X = e₁∧f₆ + 2e₆∧f₂ + e₅∧f₄,
Y = e₂∧f₄ + 2e₄∧f₃ + e₆∧f₅,
Z = e₁∧f₅ + 2e₅∧f₃ + e₆∧f₄,

or equivalently these matrices:

Code: Select all

    ⌈. . . . . 1  . . . . . .⌉        ⌈. . . . . .  . . . . . .⌉        ⌈. . . . 1 .  . . . . . .⌉
    |. . . . . .  . . . . . .|        |. . . 1 . .  . . . . . .|        |. . . . . .  . . . . . .|
    |. . . . . .  . . . . . .|        |. . . . . .  . . . . . .|        |. . . . . .  . . . . . .|
    |. . . . . .  . . . . . .|        |. . 2 . . .  . . . . . .|        |. . . . . .  . . . . . .|
    |. . . 1 . .  . . . . . .|        |. . . . . .  . . . . . .|        |. . 2 . . .  . . . . . .|
X = |. 2 . . . .  . . . . . .| ,  Y = |. . . . 1 .  . . . . . .| ,  Z = |. . . 1 . .  . . . . . .|
    |. . . . . .  . . . . . .|        |. . . . . .  . . . . . .|        |. . . . . .  . . . . . .|
    |. . . . . .  . . . . .-2|        |. . . . . .  . . . . . .|        |. . . . . .  . . . . . .|
    |. . . . . .  . . . . . .|        |. . . . . .  . . .-2 . .|        |. . . . . .  . . . .-2 .|
    |. . . . . .  . . . .-1 .|        |. . . . . .  .-1 . . . .|        |. . . . . .  . . . . .-1|
    |. . . . . .  . . . . . .|        |. . . . . .  . . . . .-1|        |. . . . . . -1 . . . . .|
    ⌊. . . . . . -1 . . . . .⌋        ⌊. . . . . .  . . . . . .⌋        ⌊. . . . . .  . . . . . .⌋


The bivectors satisfy the defining relations of the Heisenberg algebra (where × is the commutator):

X×Y = -Y×X = Z, X×Z = 0, Y×Z = 0.

(To convert a bivector to a matrix: multiply it with each of the basis vectors, and put the resulting 12 vectors as the columns of the matrix.)

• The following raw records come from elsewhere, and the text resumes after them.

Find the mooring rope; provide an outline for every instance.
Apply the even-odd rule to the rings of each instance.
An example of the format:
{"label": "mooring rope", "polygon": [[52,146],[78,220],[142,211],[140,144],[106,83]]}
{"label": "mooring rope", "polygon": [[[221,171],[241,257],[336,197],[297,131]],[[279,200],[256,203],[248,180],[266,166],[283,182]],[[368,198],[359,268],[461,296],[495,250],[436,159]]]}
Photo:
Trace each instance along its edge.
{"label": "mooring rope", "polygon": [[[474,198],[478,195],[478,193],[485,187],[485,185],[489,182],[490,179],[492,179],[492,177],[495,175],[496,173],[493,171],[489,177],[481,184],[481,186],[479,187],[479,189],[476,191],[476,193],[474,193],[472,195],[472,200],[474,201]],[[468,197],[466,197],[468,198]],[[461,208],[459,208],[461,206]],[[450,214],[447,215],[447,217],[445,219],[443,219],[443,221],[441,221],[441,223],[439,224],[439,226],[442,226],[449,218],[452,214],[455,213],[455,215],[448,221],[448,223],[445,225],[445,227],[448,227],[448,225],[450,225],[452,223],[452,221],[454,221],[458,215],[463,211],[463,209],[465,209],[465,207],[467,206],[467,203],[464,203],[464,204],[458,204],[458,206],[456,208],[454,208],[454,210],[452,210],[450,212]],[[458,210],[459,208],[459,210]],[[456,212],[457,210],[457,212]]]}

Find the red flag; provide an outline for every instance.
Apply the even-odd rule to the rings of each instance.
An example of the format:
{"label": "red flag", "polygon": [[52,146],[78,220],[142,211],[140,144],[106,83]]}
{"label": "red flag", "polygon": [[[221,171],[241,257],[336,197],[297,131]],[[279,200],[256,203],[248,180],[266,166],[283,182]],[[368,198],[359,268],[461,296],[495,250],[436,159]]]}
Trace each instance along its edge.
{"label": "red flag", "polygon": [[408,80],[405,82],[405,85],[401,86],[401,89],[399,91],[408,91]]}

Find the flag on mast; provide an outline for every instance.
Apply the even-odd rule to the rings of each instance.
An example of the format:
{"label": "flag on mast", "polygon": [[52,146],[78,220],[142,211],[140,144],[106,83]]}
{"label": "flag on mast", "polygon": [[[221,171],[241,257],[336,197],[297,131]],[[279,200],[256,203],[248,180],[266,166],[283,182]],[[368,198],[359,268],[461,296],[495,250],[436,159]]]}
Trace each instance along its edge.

Our representation of the Nil geometry is exp(B/2) v exp(-B/2) where the bivector B varies in the algebra (so B is any linear combination of X,Y,Z), or equivalently exp(M) v where the matrix M varies in the algebra, and where v is a fixed vector. For concreteness, take v = ½(e₂ + e₃ - f₁ - f₂), that is,

Code: Select all

    ⌈  0  ⌉
    | 1/2 |
    | 1/2 |
    |  0  |
    |  0  |
v = |  0  |
    |-1/2 |
    |-1/2 |
    |  0  |
    |  0  |
    |  0  |
    ⌊  0  ⌋


The tangent space at B=0 is spanned by the three vectors

X×v = e₆ + ½f₆,
Y×v = e₄ + ½f₄,
Z×v = e₅ + ½f₅;

these are unit vectors, orthogonal to each other, so the geometry has a positive-definite metric.


I don't know if this is possible in less than 12 dimensions. It's certainly not possible in less than 6 dimensions (according to my calculations), if we want a positive-definite metric.

[mr_e_man]

In fact even this may be insufficient; I haven't incorporated the circle group O(ℝ²) mentioned here.